A second “iron in the fire” was the fact that I became a commuter around 1980 or 81. Waking up one morning and realizing that LA was getting too big, my wife and I felt it was becoming “unfit for human habitation”. My wife was originally from Utah and so we relocated to Draper, a small farm town, 35 miles south of Salt Lake City and 866 miles from CSUN. I drove down on Mondays, taught Tuesday, Wednesday and Thursday, departing Thursday afternoon arriving back in Draper on Friday in time to pick kids up from school. We had horse property and horses and stayed there until our oldest graduated from H.S. When she graduated we moved back to California (1988), settling in Pismo Beach. That cut my commute by 75%! After our youngest graduated from Arroyo Grande H.S and 12 years in Pismo we looked toward retirement.
About two years before I retired we did move from Pismo to an equestrian community in the southern Sierra Nevada.
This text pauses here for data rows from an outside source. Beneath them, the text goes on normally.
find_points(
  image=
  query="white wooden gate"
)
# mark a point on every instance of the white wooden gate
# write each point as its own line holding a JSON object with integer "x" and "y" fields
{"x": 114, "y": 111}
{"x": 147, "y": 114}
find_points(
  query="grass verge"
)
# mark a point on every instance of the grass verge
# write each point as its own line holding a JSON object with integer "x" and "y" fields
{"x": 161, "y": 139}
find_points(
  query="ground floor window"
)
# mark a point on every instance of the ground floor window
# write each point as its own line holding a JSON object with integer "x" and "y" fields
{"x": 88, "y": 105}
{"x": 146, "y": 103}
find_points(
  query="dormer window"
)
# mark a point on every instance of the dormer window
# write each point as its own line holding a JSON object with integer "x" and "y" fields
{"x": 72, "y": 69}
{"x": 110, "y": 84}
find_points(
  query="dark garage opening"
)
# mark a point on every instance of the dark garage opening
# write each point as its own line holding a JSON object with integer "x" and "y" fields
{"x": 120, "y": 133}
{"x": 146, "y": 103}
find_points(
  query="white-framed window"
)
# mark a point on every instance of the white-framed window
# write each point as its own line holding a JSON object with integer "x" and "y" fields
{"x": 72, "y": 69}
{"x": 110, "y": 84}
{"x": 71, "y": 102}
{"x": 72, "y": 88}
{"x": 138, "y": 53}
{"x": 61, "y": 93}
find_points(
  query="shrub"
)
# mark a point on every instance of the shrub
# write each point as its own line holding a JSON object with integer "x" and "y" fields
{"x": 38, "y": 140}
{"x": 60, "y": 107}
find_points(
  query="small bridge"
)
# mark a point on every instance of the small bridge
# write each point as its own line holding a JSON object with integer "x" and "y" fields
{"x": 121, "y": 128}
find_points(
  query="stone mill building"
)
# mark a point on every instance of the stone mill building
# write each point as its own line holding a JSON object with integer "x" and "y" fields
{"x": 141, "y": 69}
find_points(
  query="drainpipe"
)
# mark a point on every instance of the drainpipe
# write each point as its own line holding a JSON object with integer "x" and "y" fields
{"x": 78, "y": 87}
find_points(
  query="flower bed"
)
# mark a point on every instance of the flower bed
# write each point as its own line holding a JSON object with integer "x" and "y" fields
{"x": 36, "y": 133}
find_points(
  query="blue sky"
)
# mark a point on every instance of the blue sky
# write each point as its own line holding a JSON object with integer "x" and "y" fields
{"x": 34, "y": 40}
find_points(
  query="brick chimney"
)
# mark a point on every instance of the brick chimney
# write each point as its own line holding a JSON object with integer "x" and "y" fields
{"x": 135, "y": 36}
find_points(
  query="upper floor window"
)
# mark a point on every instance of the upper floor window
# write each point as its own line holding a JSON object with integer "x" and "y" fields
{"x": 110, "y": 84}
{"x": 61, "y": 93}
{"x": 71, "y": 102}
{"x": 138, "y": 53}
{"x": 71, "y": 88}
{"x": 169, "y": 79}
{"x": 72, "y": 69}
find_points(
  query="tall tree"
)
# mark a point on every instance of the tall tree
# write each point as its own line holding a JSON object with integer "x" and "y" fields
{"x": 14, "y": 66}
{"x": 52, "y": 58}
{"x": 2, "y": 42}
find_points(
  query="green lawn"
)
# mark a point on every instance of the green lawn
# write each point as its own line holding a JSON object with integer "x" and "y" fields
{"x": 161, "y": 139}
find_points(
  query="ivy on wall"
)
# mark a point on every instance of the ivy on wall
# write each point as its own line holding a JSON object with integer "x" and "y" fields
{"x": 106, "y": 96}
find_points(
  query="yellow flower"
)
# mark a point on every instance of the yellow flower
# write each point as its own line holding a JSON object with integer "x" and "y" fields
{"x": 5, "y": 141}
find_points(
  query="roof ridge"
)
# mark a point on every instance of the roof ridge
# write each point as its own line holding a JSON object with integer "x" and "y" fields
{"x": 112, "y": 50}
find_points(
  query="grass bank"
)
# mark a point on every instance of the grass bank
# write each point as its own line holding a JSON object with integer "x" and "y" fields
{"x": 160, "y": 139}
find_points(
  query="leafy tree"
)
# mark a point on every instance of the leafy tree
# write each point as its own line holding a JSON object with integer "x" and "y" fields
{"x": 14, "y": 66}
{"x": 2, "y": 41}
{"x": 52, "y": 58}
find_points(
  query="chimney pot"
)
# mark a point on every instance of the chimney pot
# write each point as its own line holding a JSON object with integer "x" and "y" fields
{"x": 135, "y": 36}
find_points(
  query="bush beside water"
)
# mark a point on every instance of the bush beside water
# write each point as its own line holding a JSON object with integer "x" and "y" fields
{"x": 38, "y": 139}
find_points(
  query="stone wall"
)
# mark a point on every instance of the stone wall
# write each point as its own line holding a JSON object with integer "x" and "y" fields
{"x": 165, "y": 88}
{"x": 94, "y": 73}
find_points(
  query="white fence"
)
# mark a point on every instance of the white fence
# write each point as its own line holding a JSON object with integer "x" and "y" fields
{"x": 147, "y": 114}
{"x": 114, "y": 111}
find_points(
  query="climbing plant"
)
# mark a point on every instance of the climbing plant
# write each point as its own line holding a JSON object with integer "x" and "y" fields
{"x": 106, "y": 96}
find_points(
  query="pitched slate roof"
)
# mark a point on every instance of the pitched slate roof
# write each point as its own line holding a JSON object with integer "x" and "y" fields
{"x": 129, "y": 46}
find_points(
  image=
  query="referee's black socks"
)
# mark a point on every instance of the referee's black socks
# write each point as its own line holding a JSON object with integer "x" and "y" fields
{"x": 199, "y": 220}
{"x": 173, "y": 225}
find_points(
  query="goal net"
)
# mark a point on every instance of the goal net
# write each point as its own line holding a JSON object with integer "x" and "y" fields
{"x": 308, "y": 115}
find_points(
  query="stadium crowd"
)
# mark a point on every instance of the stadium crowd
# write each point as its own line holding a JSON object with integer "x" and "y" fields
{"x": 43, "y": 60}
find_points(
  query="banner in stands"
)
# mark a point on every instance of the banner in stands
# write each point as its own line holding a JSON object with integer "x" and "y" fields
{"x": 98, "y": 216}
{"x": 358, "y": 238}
We live in Bear Valley Springs where we are 16 miles from the nearest grocery store in Tehachapi. We have had as many as four horses on our property but two or three have been standard for us until recently. We are now down to just one and seriously considering getting out of horses altogether. The equestrian lifestyle has been a phenomenal experience. We are trail riders and horse campers and have ridden all over California as well as in Wyoming and Arizona. We have also had the opportunity to work cattle on local ranches – driving herds from one grazing area to another; sorting cattle after gathers (“round-ups”) and roping calves for branding.
Life has been a real adventure. We’ve had many terrific experiences and seen some incredibly spectacular landscapes and many interesting phenomena. There have been the usual ups and downs but overall we can’t complain one bit. As a matter of fact, I still cannot believe that the State of California paid me for 37 years to have as much fun as I had teaching geomorphology and then leading field trips all over the southwestern United States.